About the Talk:
What are the political consequences of rapid urbanization across the global south? We argue one consequence has been the rapid formation of political machines, which have been studied in cities ranging from Buenos Aires to Accra to Chicago. Yet we still lack a systematic understanding of how party machines form, and how these formative processes affect how they function. Migrants and Machines seeks to fill this gap. We argue that machine organizations take shape through interlocking processes of competitive selection among three levels of actors: migrant voters (or clients), intermediaries (brokers), and politicians (patrons). We document these processes within the proliferating migrant slums of India’s ballooning cities. We draw on a wealth of original data, including a combined two years of ethnographic fieldwork, surveys and survey experiments conducted with 2,199 slum residents, 629 slum brokers, and 343 local city patrons. We outline how a focus on competitive selection generates an array of insights on the agency of migrants in shaping the machines that govern them, the motivations of brokers in joining machines, and the relative marginality of ethnicity in structuring urban politics. Such insights, in turn, challenge conventional assumptions of representation, accountability, and responsiveness within machine politics, and the political consequences of urbanization across the Global South.
About the Speaker:
Tariq Thachil is an Associate Professor of Political Science at Vanderbilt University. His research focuses on political parties and political behavior, social movements, and ethnic politics, with a regional focus on South Asia.
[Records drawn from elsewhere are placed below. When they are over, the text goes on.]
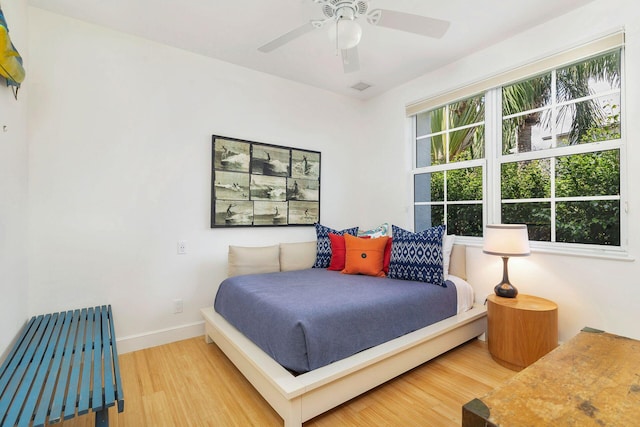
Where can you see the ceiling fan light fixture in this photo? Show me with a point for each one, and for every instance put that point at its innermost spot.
(345, 34)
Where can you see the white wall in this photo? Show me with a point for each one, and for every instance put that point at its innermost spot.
(120, 170)
(590, 292)
(13, 190)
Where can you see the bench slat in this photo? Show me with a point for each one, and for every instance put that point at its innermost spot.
(85, 385)
(36, 372)
(97, 402)
(109, 395)
(56, 345)
(61, 388)
(16, 365)
(116, 365)
(74, 379)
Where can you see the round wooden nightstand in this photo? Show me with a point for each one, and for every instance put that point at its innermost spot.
(521, 330)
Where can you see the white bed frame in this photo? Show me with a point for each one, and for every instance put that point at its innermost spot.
(299, 398)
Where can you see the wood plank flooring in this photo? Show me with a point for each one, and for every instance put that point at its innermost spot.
(191, 383)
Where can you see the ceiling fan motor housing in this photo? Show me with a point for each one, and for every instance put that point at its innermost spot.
(345, 9)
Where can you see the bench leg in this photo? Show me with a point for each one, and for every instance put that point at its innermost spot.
(102, 418)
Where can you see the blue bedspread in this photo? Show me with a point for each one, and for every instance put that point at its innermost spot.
(309, 318)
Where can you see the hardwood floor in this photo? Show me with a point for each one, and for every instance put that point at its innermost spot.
(191, 383)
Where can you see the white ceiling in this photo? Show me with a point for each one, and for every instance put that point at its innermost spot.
(232, 31)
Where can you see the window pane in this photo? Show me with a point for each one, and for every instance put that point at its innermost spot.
(590, 222)
(466, 112)
(530, 179)
(464, 220)
(426, 216)
(530, 132)
(595, 75)
(430, 151)
(429, 187)
(466, 144)
(537, 216)
(527, 95)
(430, 122)
(590, 174)
(589, 121)
(464, 184)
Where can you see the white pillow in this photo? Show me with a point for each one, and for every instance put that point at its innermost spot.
(253, 260)
(297, 256)
(447, 247)
(380, 231)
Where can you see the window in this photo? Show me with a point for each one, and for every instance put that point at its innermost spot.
(448, 183)
(553, 160)
(560, 161)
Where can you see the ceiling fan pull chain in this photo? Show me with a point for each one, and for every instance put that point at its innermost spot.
(337, 41)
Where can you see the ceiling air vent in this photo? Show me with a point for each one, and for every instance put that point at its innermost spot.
(361, 86)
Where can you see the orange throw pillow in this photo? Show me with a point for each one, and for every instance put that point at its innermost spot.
(364, 256)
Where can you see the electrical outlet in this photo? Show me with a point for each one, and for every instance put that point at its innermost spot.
(177, 306)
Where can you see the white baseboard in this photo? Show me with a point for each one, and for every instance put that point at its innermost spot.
(159, 337)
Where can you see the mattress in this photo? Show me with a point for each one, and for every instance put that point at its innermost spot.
(310, 318)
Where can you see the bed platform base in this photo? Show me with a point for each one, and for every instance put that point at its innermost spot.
(299, 398)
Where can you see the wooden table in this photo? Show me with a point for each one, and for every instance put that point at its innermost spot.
(591, 380)
(521, 330)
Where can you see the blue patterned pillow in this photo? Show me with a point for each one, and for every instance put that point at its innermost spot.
(417, 256)
(323, 255)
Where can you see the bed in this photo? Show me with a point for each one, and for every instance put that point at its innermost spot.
(298, 397)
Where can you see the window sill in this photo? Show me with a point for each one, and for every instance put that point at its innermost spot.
(611, 254)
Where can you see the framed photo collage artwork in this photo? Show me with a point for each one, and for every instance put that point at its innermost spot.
(256, 184)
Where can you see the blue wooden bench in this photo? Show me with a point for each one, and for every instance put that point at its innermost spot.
(63, 365)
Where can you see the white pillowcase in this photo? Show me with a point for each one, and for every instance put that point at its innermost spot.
(447, 247)
(253, 260)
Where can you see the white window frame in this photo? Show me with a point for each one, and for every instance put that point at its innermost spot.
(492, 162)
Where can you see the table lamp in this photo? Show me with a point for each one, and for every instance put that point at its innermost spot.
(506, 240)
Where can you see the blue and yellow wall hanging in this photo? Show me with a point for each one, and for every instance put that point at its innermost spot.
(10, 60)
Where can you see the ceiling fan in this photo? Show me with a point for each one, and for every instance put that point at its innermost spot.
(346, 32)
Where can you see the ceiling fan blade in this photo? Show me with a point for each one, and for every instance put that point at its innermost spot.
(350, 60)
(286, 38)
(422, 25)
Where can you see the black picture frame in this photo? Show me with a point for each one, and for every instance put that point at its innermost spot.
(254, 184)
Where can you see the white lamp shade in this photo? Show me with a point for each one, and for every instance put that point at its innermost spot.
(506, 240)
(348, 33)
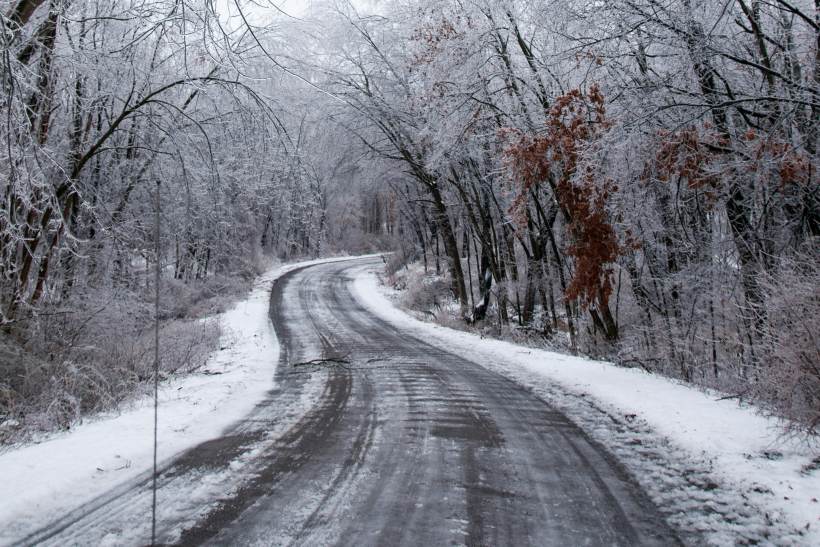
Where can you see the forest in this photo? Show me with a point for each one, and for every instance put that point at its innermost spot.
(631, 180)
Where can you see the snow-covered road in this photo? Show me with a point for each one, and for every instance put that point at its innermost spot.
(404, 433)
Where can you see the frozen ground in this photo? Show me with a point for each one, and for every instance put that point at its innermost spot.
(40, 481)
(720, 471)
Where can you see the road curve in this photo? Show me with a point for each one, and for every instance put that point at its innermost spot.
(388, 441)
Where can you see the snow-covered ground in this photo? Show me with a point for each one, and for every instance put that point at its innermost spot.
(40, 482)
(722, 472)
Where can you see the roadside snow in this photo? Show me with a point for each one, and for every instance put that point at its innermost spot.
(723, 472)
(42, 481)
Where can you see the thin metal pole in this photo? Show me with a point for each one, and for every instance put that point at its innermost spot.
(156, 369)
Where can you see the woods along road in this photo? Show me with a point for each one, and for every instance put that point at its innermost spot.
(374, 437)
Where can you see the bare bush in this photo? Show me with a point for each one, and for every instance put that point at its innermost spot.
(788, 379)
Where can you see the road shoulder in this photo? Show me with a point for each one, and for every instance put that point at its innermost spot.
(720, 472)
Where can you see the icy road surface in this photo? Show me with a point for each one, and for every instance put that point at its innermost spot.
(384, 440)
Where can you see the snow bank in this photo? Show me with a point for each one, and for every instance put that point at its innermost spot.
(745, 450)
(42, 481)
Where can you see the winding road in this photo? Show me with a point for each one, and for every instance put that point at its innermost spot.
(374, 437)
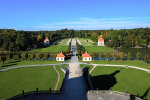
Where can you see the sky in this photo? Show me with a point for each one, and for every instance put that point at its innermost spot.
(35, 15)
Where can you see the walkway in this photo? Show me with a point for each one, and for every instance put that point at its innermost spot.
(74, 87)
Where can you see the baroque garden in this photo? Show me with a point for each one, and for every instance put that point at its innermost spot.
(89, 65)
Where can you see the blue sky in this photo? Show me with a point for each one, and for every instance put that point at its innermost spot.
(34, 15)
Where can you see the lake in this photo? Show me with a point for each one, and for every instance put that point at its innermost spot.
(134, 51)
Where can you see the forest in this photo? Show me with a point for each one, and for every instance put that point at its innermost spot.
(19, 40)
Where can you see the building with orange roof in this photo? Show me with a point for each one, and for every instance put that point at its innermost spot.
(100, 42)
(46, 41)
(60, 57)
(86, 57)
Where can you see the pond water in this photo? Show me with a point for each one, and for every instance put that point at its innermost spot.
(134, 51)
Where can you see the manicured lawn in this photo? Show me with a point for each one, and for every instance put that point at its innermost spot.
(124, 62)
(91, 49)
(63, 42)
(57, 49)
(24, 62)
(88, 66)
(120, 79)
(14, 63)
(28, 79)
(84, 41)
(58, 67)
(85, 74)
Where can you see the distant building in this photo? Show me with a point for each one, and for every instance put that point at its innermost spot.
(60, 57)
(100, 42)
(86, 57)
(46, 42)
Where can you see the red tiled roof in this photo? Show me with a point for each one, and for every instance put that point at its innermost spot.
(86, 55)
(46, 40)
(60, 55)
(101, 39)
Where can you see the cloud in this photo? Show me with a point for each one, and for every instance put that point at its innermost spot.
(103, 23)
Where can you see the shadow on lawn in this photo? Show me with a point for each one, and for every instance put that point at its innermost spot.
(8, 65)
(145, 94)
(104, 82)
(14, 61)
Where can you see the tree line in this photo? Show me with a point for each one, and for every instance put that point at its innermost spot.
(121, 55)
(12, 40)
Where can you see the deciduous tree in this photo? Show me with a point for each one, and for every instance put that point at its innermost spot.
(122, 55)
(46, 56)
(3, 58)
(107, 56)
(146, 58)
(26, 56)
(138, 55)
(129, 56)
(114, 55)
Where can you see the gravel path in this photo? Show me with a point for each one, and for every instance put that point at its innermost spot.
(57, 79)
(73, 87)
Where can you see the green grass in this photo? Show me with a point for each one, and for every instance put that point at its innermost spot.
(84, 43)
(91, 49)
(85, 74)
(124, 62)
(88, 66)
(57, 49)
(28, 79)
(14, 63)
(121, 79)
(65, 41)
(58, 67)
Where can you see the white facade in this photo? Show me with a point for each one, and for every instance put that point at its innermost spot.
(87, 59)
(60, 58)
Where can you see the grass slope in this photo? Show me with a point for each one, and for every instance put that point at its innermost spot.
(58, 67)
(14, 63)
(63, 42)
(84, 41)
(51, 49)
(134, 81)
(124, 62)
(91, 49)
(28, 79)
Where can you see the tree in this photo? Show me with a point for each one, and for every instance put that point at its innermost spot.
(18, 48)
(122, 55)
(26, 56)
(101, 55)
(10, 55)
(12, 47)
(19, 56)
(46, 56)
(129, 56)
(146, 58)
(138, 55)
(33, 56)
(107, 56)
(40, 56)
(115, 56)
(94, 55)
(3, 58)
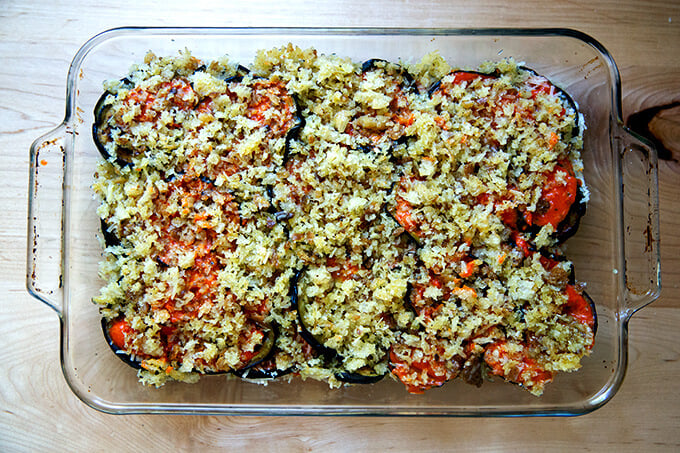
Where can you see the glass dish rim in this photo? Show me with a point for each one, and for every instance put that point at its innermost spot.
(603, 396)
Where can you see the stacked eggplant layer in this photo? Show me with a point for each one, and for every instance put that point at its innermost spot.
(312, 216)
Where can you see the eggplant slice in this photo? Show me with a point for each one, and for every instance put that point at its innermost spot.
(358, 377)
(122, 355)
(314, 342)
(563, 95)
(263, 353)
(101, 129)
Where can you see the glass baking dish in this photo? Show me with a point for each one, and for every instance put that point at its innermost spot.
(615, 251)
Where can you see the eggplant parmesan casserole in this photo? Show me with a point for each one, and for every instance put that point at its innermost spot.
(316, 217)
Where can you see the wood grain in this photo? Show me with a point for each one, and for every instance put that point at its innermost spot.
(38, 412)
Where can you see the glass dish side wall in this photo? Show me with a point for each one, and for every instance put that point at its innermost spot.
(584, 70)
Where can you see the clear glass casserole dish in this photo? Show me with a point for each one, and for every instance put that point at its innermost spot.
(615, 251)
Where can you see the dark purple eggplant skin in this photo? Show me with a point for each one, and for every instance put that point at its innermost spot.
(257, 373)
(122, 355)
(325, 351)
(136, 364)
(358, 378)
(123, 157)
(568, 227)
(560, 93)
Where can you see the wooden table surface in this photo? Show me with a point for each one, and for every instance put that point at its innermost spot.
(38, 412)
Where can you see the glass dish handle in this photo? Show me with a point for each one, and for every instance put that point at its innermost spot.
(45, 218)
(640, 215)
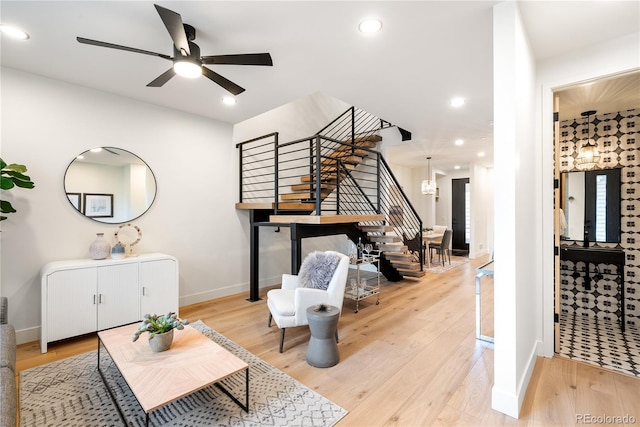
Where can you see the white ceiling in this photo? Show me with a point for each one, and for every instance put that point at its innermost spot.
(426, 53)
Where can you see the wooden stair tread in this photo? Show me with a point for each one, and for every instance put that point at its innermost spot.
(323, 219)
(392, 248)
(296, 206)
(412, 264)
(385, 239)
(397, 255)
(411, 273)
(312, 187)
(324, 177)
(343, 157)
(376, 228)
(302, 196)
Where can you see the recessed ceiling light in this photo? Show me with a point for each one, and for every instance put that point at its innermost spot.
(13, 32)
(229, 100)
(370, 25)
(457, 101)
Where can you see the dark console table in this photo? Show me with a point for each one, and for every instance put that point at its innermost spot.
(595, 255)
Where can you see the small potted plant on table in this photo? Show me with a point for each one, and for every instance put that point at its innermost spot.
(160, 330)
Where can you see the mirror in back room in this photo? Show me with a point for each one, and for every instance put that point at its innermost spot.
(591, 205)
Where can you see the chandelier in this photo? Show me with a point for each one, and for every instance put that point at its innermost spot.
(429, 185)
(588, 156)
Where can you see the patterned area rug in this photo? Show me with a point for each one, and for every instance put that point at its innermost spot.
(437, 268)
(70, 392)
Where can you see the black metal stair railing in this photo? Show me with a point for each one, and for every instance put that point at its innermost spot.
(336, 171)
(257, 169)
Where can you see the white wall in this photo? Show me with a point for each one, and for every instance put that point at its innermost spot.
(597, 61)
(46, 123)
(517, 201)
(297, 119)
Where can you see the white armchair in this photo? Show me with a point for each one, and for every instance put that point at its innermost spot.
(288, 305)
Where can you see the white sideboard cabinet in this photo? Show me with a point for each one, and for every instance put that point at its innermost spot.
(83, 296)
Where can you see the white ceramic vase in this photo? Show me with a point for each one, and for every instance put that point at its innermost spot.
(100, 248)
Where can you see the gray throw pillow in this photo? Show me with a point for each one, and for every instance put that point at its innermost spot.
(317, 270)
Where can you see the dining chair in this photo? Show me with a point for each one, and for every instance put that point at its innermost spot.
(442, 247)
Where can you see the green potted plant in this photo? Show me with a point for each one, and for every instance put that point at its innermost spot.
(160, 330)
(12, 175)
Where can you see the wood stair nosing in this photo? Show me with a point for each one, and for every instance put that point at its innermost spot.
(413, 266)
(412, 273)
(324, 178)
(385, 239)
(343, 157)
(397, 256)
(303, 196)
(296, 206)
(312, 187)
(366, 139)
(331, 168)
(392, 248)
(376, 228)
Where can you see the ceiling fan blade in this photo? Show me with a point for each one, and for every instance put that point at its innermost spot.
(173, 22)
(226, 84)
(240, 59)
(163, 78)
(117, 46)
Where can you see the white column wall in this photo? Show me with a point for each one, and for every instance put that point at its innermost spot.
(517, 201)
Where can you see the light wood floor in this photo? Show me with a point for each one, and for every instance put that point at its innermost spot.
(411, 361)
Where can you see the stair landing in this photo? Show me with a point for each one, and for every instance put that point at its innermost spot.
(324, 219)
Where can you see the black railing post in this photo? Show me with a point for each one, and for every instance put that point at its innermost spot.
(240, 169)
(379, 193)
(276, 180)
(353, 128)
(318, 175)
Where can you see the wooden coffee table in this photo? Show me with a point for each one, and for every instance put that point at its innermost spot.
(156, 379)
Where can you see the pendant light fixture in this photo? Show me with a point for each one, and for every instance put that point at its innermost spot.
(588, 156)
(429, 185)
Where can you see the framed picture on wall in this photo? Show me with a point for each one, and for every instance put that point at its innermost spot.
(97, 205)
(75, 200)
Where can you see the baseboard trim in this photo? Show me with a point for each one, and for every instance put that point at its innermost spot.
(226, 291)
(511, 403)
(28, 335)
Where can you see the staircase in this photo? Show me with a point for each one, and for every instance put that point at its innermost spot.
(338, 173)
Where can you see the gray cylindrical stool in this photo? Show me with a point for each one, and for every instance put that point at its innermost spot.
(323, 348)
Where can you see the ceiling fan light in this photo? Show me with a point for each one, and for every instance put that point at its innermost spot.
(187, 69)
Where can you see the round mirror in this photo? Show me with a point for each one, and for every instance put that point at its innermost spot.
(110, 185)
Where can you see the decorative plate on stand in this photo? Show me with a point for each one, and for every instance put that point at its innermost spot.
(128, 235)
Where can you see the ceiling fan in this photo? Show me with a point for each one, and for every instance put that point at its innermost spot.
(186, 54)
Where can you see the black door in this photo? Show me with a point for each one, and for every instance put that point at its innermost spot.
(459, 243)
His first book examines how elite parties can use social services to win mass support, through a study of Hindu nationalism in India, and was published by Cambridge University Press (Studies in Comparative Politics) in 2014. This project has won numerous awards, including the 2015 Gregory Luebbert Award for best book in comparative politics, the 2015 Leon Epstein Award for best book on political parties, and 2010 Gabriel Almond Award for best dissertation in comparative politics, all from the American Political Science Association. It also won the 2010 Sardar Patel Prize for best dissertation on modern India in the humanities and social sciences.
His current research focuses on the political consequences of urbanization, and draws on extensive qualitative and quantitative research among poor migrants in Indian cities. An article from this project, coauthored with Adam Auerbach, received the 2018 Heinz I. Eulau Award for the best article published in the American Political Science Review in the previous calendar year.